I mean, I can’t even think of the last serious and depressing novel I read. I don’t really watch dramas on TV. I don’t watch much TV. I guess a lot of what I’ve read recently you wouldn’t call serious books. But you read (and watch) what it is you want to write (and get right while writing), and I’ve spent the last few years revising this new novel, which I’d largely come to see as entertainment, so the texts that surrounded me were more lighthearted, I guess. I think a lot of the revision process for me was trying to figure out how to get the work not to take itself too seriously.
What TV shows do you watch?
Mostly Barefoot Contessa, on Food Network, which perhaps is strange, especially considering I don’t know how to cook.
Sweet or savory?
Red or white?
Both! Is this the speed round?
Rachael Ray or Guy Fieri?
What’s the difference?
Handwrite or type?
I don’t know. Both?
Old 90210 or new 90210?
Why don’t I just buy the ten-season boxed set of the former already? I’ve missed having two episodes each day since SOAPnet vanished.

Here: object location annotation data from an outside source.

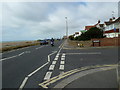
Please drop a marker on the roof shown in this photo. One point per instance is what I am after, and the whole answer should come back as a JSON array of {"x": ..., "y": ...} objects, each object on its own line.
[
  {"x": 101, "y": 25},
  {"x": 88, "y": 27},
  {"x": 76, "y": 32},
  {"x": 111, "y": 22}
]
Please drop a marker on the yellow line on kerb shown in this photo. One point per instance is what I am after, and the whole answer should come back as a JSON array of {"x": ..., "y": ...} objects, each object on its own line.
[{"x": 68, "y": 73}]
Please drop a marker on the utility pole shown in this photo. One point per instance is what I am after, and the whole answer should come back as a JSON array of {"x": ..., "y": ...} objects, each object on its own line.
[{"x": 66, "y": 27}]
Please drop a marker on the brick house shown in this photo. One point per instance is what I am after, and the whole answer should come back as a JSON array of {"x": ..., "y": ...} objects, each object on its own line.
[{"x": 111, "y": 28}]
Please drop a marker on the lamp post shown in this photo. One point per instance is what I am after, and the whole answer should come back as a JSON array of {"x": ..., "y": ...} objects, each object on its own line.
[{"x": 66, "y": 27}]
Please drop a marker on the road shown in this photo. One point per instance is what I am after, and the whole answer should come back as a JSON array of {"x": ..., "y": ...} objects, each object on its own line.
[{"x": 28, "y": 67}]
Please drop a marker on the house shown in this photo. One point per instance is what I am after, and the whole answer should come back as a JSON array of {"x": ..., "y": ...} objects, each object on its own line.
[
  {"x": 77, "y": 34},
  {"x": 111, "y": 27},
  {"x": 88, "y": 27},
  {"x": 98, "y": 25}
]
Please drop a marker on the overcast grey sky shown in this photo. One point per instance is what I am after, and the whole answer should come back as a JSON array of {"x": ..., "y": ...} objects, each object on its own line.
[{"x": 37, "y": 20}]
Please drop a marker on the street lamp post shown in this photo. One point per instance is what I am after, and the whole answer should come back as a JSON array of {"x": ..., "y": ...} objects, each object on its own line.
[{"x": 66, "y": 27}]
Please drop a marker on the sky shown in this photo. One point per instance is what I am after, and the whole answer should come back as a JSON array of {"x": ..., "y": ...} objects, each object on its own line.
[{"x": 42, "y": 20}]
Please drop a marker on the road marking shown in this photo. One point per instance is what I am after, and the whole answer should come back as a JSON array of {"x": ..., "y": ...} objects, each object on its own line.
[
  {"x": 62, "y": 58},
  {"x": 58, "y": 54},
  {"x": 48, "y": 75},
  {"x": 54, "y": 62},
  {"x": 84, "y": 53},
  {"x": 61, "y": 72},
  {"x": 56, "y": 58},
  {"x": 37, "y": 69},
  {"x": 26, "y": 78},
  {"x": 63, "y": 54},
  {"x": 51, "y": 67},
  {"x": 23, "y": 83},
  {"x": 50, "y": 55},
  {"x": 61, "y": 67},
  {"x": 61, "y": 45},
  {"x": 12, "y": 56},
  {"x": 68, "y": 73},
  {"x": 39, "y": 47},
  {"x": 62, "y": 62}
]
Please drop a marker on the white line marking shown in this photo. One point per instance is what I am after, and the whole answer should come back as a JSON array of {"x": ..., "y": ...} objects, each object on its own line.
[
  {"x": 61, "y": 72},
  {"x": 54, "y": 62},
  {"x": 37, "y": 69},
  {"x": 12, "y": 56},
  {"x": 62, "y": 58},
  {"x": 83, "y": 53},
  {"x": 56, "y": 58},
  {"x": 48, "y": 75},
  {"x": 50, "y": 55},
  {"x": 51, "y": 67},
  {"x": 21, "y": 54},
  {"x": 62, "y": 62},
  {"x": 58, "y": 54},
  {"x": 23, "y": 83},
  {"x": 63, "y": 54},
  {"x": 39, "y": 47},
  {"x": 61, "y": 67}
]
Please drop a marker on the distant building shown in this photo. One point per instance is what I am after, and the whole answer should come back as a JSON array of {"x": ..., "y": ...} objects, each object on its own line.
[
  {"x": 112, "y": 27},
  {"x": 88, "y": 27},
  {"x": 77, "y": 34},
  {"x": 119, "y": 9}
]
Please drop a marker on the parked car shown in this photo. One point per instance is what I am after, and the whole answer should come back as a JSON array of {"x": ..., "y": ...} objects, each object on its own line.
[{"x": 43, "y": 42}]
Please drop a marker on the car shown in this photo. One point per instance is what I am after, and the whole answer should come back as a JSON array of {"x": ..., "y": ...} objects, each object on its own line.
[{"x": 43, "y": 42}]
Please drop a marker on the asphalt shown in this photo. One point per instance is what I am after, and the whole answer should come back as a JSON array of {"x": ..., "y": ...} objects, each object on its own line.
[
  {"x": 105, "y": 79},
  {"x": 16, "y": 69}
]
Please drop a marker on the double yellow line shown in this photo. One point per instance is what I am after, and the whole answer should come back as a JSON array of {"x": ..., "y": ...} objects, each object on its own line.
[{"x": 68, "y": 73}]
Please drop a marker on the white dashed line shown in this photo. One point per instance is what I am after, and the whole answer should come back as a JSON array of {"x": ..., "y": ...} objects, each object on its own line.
[
  {"x": 56, "y": 58},
  {"x": 61, "y": 67},
  {"x": 48, "y": 75},
  {"x": 62, "y": 62},
  {"x": 62, "y": 58},
  {"x": 51, "y": 67},
  {"x": 63, "y": 54},
  {"x": 54, "y": 62},
  {"x": 39, "y": 47}
]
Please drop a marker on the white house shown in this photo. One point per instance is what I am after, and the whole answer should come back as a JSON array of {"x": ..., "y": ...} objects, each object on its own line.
[{"x": 111, "y": 28}]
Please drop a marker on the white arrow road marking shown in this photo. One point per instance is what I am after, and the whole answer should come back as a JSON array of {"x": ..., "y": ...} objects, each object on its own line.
[{"x": 48, "y": 75}]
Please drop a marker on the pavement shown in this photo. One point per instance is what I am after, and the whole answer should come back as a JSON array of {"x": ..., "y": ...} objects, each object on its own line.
[
  {"x": 107, "y": 78},
  {"x": 46, "y": 67}
]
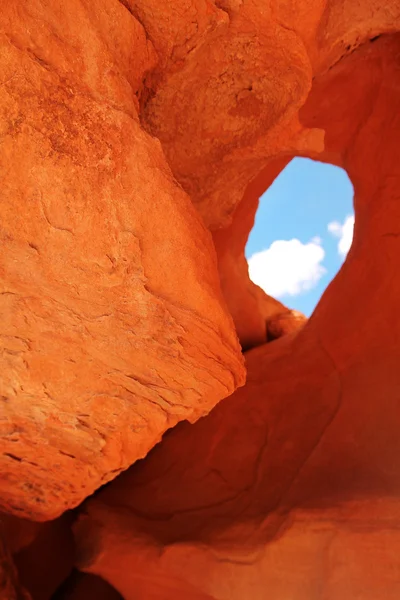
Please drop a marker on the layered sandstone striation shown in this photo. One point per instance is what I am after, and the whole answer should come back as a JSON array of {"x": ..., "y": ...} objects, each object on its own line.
[{"x": 136, "y": 139}]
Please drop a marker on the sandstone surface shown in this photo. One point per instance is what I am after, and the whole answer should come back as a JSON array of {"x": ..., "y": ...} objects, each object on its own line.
[
  {"x": 113, "y": 325},
  {"x": 136, "y": 139}
]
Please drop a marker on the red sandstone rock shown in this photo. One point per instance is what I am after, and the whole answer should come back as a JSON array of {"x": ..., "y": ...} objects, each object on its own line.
[
  {"x": 10, "y": 588},
  {"x": 113, "y": 325},
  {"x": 284, "y": 324},
  {"x": 83, "y": 586},
  {"x": 292, "y": 485}
]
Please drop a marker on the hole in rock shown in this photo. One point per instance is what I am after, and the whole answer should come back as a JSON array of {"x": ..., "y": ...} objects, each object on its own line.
[{"x": 302, "y": 233}]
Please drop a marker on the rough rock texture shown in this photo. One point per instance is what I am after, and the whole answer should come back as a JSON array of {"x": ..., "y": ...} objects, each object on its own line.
[
  {"x": 10, "y": 588},
  {"x": 292, "y": 485},
  {"x": 127, "y": 130},
  {"x": 113, "y": 325}
]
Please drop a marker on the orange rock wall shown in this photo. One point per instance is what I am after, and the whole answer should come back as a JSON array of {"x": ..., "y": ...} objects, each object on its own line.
[{"x": 136, "y": 140}]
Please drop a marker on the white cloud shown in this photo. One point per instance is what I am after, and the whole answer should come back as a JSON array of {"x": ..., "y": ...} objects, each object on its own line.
[
  {"x": 344, "y": 233},
  {"x": 288, "y": 267}
]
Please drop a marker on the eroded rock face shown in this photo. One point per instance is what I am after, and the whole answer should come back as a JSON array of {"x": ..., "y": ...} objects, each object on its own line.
[
  {"x": 127, "y": 130},
  {"x": 291, "y": 486},
  {"x": 113, "y": 326}
]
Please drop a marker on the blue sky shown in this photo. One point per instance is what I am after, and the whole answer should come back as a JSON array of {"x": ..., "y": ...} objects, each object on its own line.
[{"x": 302, "y": 232}]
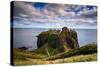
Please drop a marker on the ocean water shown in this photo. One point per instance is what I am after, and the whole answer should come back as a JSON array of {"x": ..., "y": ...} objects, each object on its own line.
[{"x": 28, "y": 36}]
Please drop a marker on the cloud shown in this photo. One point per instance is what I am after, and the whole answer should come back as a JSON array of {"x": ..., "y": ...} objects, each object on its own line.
[{"x": 58, "y": 14}]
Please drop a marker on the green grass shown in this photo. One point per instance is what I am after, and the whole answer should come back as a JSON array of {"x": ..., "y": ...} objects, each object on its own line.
[{"x": 87, "y": 49}]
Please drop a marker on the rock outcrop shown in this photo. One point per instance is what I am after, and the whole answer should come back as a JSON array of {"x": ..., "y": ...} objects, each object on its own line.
[{"x": 62, "y": 40}]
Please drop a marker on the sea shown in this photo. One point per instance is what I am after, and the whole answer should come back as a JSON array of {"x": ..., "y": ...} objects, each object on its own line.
[{"x": 28, "y": 36}]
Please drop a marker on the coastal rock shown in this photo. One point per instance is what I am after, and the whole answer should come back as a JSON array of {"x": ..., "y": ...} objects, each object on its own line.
[{"x": 63, "y": 40}]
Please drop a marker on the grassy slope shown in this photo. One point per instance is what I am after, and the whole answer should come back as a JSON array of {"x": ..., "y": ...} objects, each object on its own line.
[{"x": 85, "y": 53}]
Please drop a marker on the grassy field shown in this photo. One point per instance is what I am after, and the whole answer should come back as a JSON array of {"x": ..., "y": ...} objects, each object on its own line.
[{"x": 83, "y": 54}]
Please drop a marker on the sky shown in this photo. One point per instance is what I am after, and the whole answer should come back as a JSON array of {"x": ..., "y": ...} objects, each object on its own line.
[{"x": 52, "y": 15}]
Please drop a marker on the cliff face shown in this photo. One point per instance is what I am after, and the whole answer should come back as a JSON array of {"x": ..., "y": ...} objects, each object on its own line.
[{"x": 62, "y": 40}]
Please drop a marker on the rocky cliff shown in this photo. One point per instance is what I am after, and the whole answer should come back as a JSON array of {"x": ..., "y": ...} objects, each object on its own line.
[{"x": 64, "y": 39}]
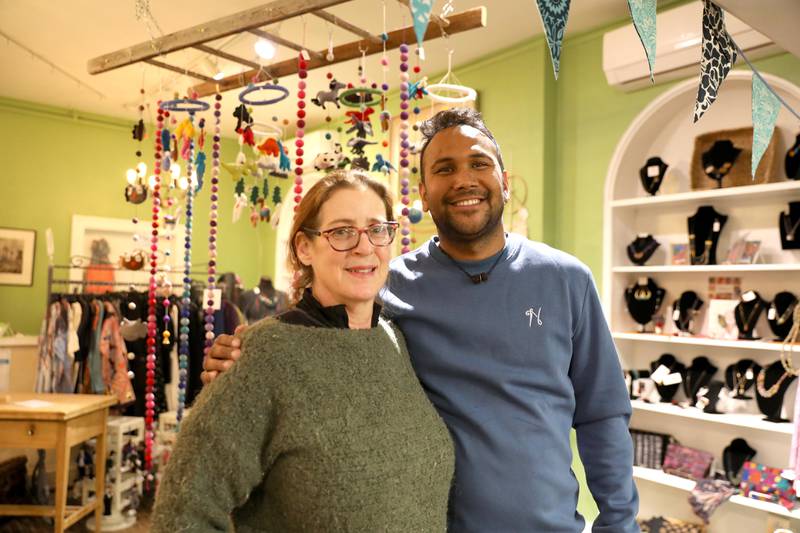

Four of the five seasons of the latter are on my streaming Netflix, which I’ve been working through. I’m up to episode 74.
Favorite pizza place in Chicago? Thin crust or deep dish? Toppings?
Why do you care? Are you asking me out? And shouldn’t you know this?
I do. You’re a fan of garbage pizza from the Medici. Mainly because the term amuses you, and the pizza reminds you of your childhood.
What do you think about it?
About what? Garbage pizza?
No. What do you think about the new book?
I told you I liked it. I think it’s your best work to date, Grover.
Ding. Kicking and Screaming. Is this entire interview one endless, circuitous inside joke? You’re obviously being hyperbolic, but I’ll take the compliment. Did you even read this book?
Yes! No. I’ll order a copy on Amazon right now. Will that make you happy?
I wouldn’t object.
CHARLES BLACKSTONE is the author of the novels Vintage Attraction and The Week You Weren’t Here and the co-editor of The Art of Friction: Where (Non) Fictions Come Together, an anthology. His short fiction has appeared in Esquire‘s Napkin Fiction Project (the piece was also selected for the &NOW Awards: The Best Innovative Fiction anthology), Lewis University’s Jet Fuel Review, and the University of Maine’s Stolen Island. His short plays have been produced by Victory Gardens and Lifeline Theaters. In 2011, Blackstone was named Managing Editor of Bookslut.
Blackstone holds degrees from University of Illinois at Chicago and the University of Colorado, where he directed the Graduate Reading Series and received a Barker Award for fiction. Blackstone has taught at Colorado, Wright College, The University of Chicago’s Graham School, and Shimer College. He lives in Chicago with Alpana Singh, a master sommelier, and Haruki Murakami, a pug.